A tracking form helps you persist

The research says that journaling and tracking your progress greatly increases your chance at persisting at something that’s important to you. In my experience I have found this to be true. I’ve been using a tracking form daily to help me persist since October 20, 2010. I just wrote on mine this morning.

Here’s how I use the tracking form. Take the concept and make it your own.
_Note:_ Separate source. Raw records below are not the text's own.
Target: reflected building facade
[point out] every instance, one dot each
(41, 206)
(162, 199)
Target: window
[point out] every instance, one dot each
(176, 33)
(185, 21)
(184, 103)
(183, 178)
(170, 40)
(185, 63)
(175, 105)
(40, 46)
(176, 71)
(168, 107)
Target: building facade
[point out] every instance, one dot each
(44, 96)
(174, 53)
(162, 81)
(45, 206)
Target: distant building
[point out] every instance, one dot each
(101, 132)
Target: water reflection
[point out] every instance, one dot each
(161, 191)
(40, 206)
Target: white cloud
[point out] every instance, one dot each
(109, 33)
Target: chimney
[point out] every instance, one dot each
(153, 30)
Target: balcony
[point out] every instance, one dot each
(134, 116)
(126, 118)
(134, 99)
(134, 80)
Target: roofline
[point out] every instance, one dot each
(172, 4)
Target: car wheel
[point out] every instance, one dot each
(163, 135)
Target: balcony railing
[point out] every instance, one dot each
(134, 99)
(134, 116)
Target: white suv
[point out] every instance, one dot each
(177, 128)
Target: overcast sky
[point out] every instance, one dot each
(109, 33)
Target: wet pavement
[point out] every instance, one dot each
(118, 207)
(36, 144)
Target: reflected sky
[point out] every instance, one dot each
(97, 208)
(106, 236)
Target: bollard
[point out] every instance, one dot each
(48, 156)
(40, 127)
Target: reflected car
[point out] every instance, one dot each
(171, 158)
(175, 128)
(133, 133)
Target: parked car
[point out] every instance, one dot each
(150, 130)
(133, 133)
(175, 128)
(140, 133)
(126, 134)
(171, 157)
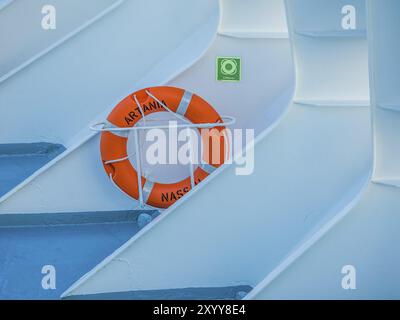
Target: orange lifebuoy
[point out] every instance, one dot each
(127, 113)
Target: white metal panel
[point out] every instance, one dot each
(23, 38)
(253, 19)
(384, 26)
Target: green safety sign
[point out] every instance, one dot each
(229, 69)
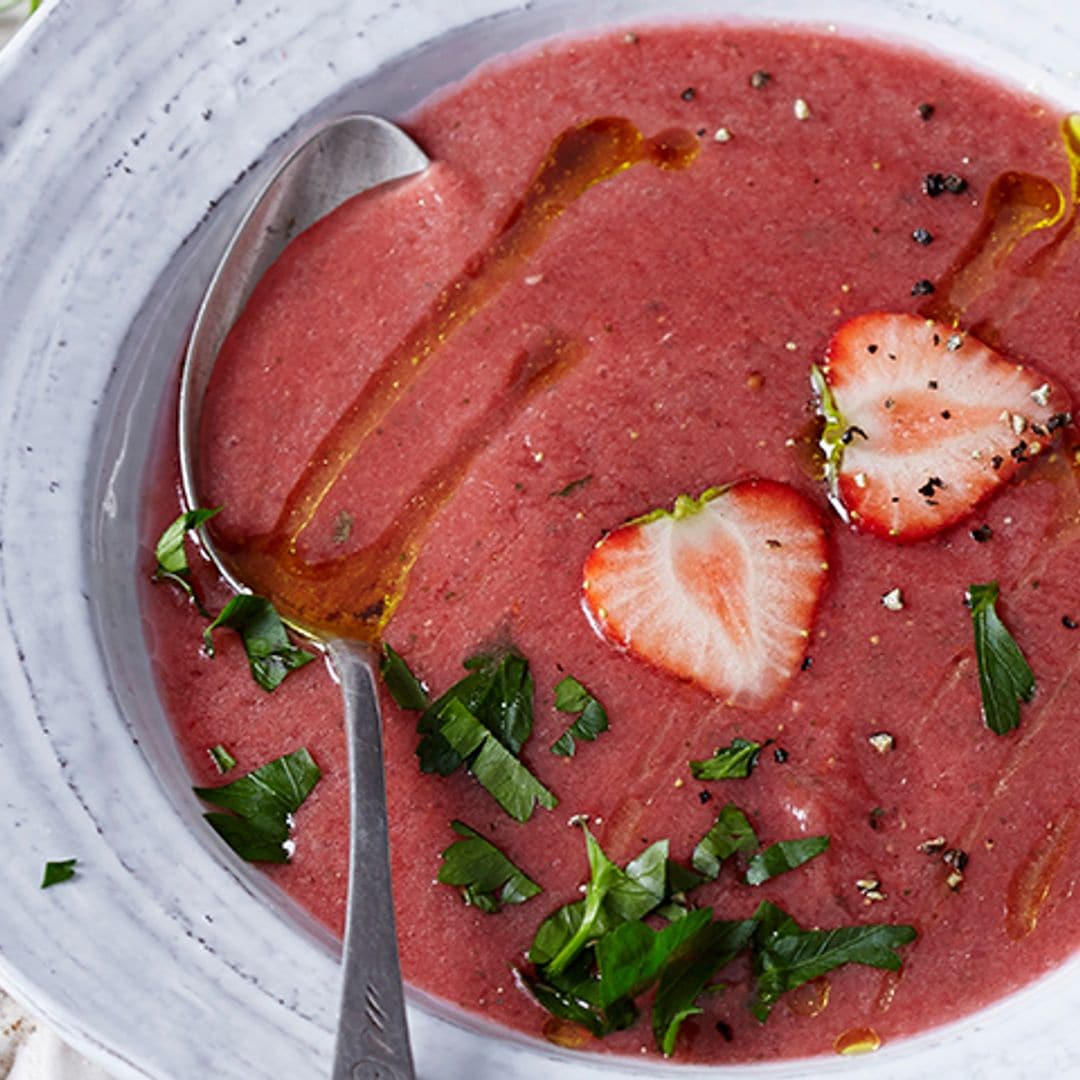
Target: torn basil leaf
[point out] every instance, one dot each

  • The date I put on top is the start date. After the date in smaller type I include inspiration to encourage me and focus me. I don’t often change the inspiration part. I also don’t often notice it. But it doesn’t hurt to have.
  • Each form lasts for two weeks. The first week is on the left side of the day column. The second week is on the right.
  • I include current items in the following ‘buckets’ of my life that are important to me: work, music, exercise, nature, health, each of the 4 Ps of At Your Best (passion/play/purpose/persistence), and inner work.
  • I focus on what’s most important to me that could otherwise be buried in the tugs of a myriad of small urgencies that life and work blithely hand out.
  • My work examples: revamp website, blog writing, newsletter writing, current client work that demands greater focus
  • My exercise examples: flexibility, aerobic, strength
  • My health examples: icing painful areas, posture, physical therapy exercises, tendonitis stretches, sleep log (when I fell asleep and woke up), what hindered or help sleep, whether I took a siesta
  • My inner work examples: meditation, mindfulness, and whatever old fear I’m working on to loosen its grip on me.
  • I place the greatest importance on some aspect of the ‘big stuff’ I’m here on earth to do. That big stuff, if not tended, can lay forgotten.
  • The things that I actually end up tracking invariably are SMART: specific, measurable, attainable, realistic.
  • Mine is double-sided. Most people would be well served to make their forms single sided.
  • I print it out on yellow card stock and put it on my clipboard.
  • I mark it by hand, ideally by the end of the day.
  • I find it helpful to also look at it at the beginning of the day, but don’t always get to that.
  • I’m at my best with this form when I feel the pride of filling something in, with no berating for all the things I didn’t get to. Everything counts, even five minutes.

A tracking form is not for everyone, but it might be for you. Give it a try and let me know what you come up with.